Now, more than ever, investors need to be working with an advisor that places their best interests before their own. Wall Street is fraught with brokers and deal-makers that are not required to live up to the Fiduciary Standard, but only the Suitability Standard. What is the difference?
Suitability Standard: Most financial advisors are brokers that work at household name firms (e.g. Merrill Lynch, Morgan Stanley, Edward Jones, etc.). They are subject to the Suitability Standard. The SEC (Securities Exchange Commission) says that the financial advisor “must have a reasonable basis for believing that the recommendations suitable for you.” This is a lower standard than being a fiduciary.

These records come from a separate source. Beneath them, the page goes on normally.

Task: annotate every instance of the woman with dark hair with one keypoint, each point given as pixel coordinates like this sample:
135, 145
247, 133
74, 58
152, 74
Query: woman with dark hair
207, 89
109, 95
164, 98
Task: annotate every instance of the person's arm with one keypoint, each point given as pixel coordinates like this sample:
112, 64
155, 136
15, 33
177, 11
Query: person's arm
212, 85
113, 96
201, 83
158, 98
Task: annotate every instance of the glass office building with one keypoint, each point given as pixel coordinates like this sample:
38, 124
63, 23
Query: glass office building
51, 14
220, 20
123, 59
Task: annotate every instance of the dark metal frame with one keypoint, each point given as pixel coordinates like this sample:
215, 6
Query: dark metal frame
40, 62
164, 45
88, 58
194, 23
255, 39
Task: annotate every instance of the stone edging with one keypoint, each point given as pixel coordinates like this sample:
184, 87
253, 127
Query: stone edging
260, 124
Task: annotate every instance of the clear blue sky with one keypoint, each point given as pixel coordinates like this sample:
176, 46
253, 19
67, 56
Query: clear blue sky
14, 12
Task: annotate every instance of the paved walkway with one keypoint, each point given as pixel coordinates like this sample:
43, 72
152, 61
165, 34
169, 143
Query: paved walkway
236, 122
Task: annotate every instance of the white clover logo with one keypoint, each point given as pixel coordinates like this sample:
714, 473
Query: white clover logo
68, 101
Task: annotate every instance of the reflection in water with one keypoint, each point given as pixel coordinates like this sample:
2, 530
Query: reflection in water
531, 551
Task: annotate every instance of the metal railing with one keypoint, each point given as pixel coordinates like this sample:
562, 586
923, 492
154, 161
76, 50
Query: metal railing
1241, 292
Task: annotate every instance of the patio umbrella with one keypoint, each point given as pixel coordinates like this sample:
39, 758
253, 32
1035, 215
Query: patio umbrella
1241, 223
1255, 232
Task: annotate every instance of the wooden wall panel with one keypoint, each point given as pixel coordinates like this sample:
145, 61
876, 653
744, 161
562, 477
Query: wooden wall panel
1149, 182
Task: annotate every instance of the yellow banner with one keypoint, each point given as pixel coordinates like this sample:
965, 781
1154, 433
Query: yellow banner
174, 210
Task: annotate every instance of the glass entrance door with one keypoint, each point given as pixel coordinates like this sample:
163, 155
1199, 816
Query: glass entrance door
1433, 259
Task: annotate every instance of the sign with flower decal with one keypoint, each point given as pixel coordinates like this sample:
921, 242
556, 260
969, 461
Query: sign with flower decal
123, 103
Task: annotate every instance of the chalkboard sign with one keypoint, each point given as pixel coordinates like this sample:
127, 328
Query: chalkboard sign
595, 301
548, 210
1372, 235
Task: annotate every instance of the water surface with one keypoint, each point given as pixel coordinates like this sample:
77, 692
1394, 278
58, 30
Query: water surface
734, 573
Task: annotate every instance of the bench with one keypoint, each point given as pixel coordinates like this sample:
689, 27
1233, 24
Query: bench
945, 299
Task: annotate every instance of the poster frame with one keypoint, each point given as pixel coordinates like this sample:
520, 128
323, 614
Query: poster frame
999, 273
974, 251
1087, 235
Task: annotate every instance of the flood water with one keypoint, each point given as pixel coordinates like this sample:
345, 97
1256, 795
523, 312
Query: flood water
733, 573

Fiduciary Standard: Advisors (e.g. Registered Investment Advisors such as Bull Oak Capital), are demanded that they place the client’s interest’s ahead of his or her own.
While the difference may not seem like much at first, the results can be drastic. Here is an example:
Suppose an adviser can either sell a high-commission product or recommend a no-commission fund, both of which are suitable for you. The fiduciary adviser will be required to recommend the no-commission fund, because he or she always must put your interests ahead of their own. But the non-fiduciary adviser could go either way because both products are suitable. Of course, you will probably be worse off if the adviser selects the high-commission product, since the added costs, often in the 3% to 6% range, tend to reduce the product’s total investment returns.
Think about it: You invest $1 million, your adviser makes $60,000 in an instant (based on a 6% commission), and you’re worse off. Yet his or her conduct is just fine under the suitability standard since the investment was suitable for you. (Source: aaii.com)
If protecting your wealth is not within the Suitability Advisor’s best interest, then why do so many High Net-Worth investors work with them? Simple. They don’t know what they don’t know. If the average HNW individual doesn’t know the difference between the two, then there really isn’t any reason to believe that the HNW individual will make the right decision. Most HNW individuals flock to well-known brokerage houses when seeking financial advice, unbeknownst to them the Suitability Standard.
The SEC is considering making the fiduciary standard an industry-wide requirement, including the broker/dealer financial advisors. This proposal has been 5 years in the making and the SEC recently announced that it would unveil the details of this rule in Oct 2016. However, this rule, if adopted, would dramatically change the way Wall Street operates. Additionally, there has been significant backlash since President Obama directed the DOL to adopt the fiduciary standard.
I am not placing any bets that the SEC rule will come out on time. Too many firms depend upon high commission costs and fund fees to simply allow a law like this to be enforced. Given the more stringent stipulations for investment fiduciaries, there is little question that the fiduciary standard better protects individual and institutional investors, than the suitability standard. It only makes sense to work with somebody that will place your own interests before their own.